Tra gli eventi in programma, ci saranno le masterclass “blind tasting” realizzate in collaborazione con la Fondazione Italiana Sommelier, che rappresentano uno dei momenti più qualificanti dell’intera presenza regionale.
La partecipazione della Regione Lazio a Vinitaly 2026 è stata presentata a Roma presso la Sala del Tempio di Adriano della Camera di Commercio. In apertura sono intervenuti il Presidente della Camera di Commercio di Roma Lorenzo Tagliavanti e il Presidente della Regione Lazio Francesco Rocca, attraverso un contributo video istituzionale. In chiusura, il videomessaggio istituzionale del ministro dell’Agricoltura Francesco Lollobrigida e l’intervento dell’assessore all’Agricoltura della Regione Lazio Giancarlo Righini.

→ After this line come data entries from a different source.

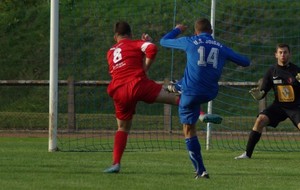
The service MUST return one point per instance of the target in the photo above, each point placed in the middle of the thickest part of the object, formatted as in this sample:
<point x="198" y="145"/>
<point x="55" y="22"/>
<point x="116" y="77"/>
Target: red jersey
<point x="126" y="59"/>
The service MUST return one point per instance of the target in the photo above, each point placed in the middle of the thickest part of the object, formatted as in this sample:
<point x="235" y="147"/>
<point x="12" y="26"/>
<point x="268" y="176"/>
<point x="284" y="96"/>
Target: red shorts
<point x="126" y="96"/>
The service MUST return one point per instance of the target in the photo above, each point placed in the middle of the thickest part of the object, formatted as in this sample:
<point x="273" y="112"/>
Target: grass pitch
<point x="27" y="164"/>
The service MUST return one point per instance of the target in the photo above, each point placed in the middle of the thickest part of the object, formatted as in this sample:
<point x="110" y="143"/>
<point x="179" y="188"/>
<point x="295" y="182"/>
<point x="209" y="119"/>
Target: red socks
<point x="119" y="146"/>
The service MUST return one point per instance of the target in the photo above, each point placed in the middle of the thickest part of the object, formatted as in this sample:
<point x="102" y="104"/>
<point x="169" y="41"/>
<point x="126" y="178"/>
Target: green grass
<point x="26" y="164"/>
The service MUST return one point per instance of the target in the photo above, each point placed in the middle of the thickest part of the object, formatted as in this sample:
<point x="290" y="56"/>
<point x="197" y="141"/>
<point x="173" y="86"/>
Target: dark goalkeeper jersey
<point x="286" y="87"/>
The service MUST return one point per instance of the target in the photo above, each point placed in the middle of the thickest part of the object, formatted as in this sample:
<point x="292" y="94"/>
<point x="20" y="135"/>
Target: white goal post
<point x="53" y="78"/>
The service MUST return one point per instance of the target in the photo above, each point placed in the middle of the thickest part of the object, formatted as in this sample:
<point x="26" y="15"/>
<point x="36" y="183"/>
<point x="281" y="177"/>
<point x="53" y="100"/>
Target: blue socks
<point x="194" y="150"/>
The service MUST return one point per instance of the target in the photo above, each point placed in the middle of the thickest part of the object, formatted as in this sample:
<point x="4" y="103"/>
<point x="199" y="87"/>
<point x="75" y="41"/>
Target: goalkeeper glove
<point x="256" y="93"/>
<point x="298" y="77"/>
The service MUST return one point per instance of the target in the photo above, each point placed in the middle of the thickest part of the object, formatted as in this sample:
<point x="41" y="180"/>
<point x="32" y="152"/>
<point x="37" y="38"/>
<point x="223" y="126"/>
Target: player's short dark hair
<point x="122" y="28"/>
<point x="282" y="45"/>
<point x="203" y="25"/>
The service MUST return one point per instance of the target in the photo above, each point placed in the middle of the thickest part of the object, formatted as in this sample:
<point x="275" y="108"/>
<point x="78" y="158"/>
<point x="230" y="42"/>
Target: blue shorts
<point x="189" y="108"/>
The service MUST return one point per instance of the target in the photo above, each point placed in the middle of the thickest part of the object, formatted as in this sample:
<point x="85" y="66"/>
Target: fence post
<point x="71" y="104"/>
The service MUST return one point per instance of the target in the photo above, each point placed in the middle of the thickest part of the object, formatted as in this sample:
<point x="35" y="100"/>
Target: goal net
<point x="86" y="120"/>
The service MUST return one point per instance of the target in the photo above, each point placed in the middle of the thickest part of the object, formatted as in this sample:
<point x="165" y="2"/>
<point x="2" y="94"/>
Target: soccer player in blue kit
<point x="205" y="61"/>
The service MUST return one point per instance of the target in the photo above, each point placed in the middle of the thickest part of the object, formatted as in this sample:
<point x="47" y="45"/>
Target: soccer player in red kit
<point x="129" y="60"/>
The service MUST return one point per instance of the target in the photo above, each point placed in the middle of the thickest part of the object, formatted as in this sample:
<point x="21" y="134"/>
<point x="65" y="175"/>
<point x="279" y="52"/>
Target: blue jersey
<point x="205" y="61"/>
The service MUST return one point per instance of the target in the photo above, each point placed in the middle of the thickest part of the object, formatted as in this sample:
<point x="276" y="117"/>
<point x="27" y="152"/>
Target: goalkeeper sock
<point x="194" y="150"/>
<point x="119" y="146"/>
<point x="253" y="139"/>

“Il vino – spiegano Regione Lazio e Arsial – non è solo prodotto, ma espressione di uno stile di vita, di un patrimonio culturale e di un territorio e si inserisce in una narrazione più ampia che coinvolge la cucina, l’accoglienza e l’identità dei luoghi, contribuendo a definire un’immagine riconoscibile e competitiva del Lazio sui mercati nazionali e internazionali”.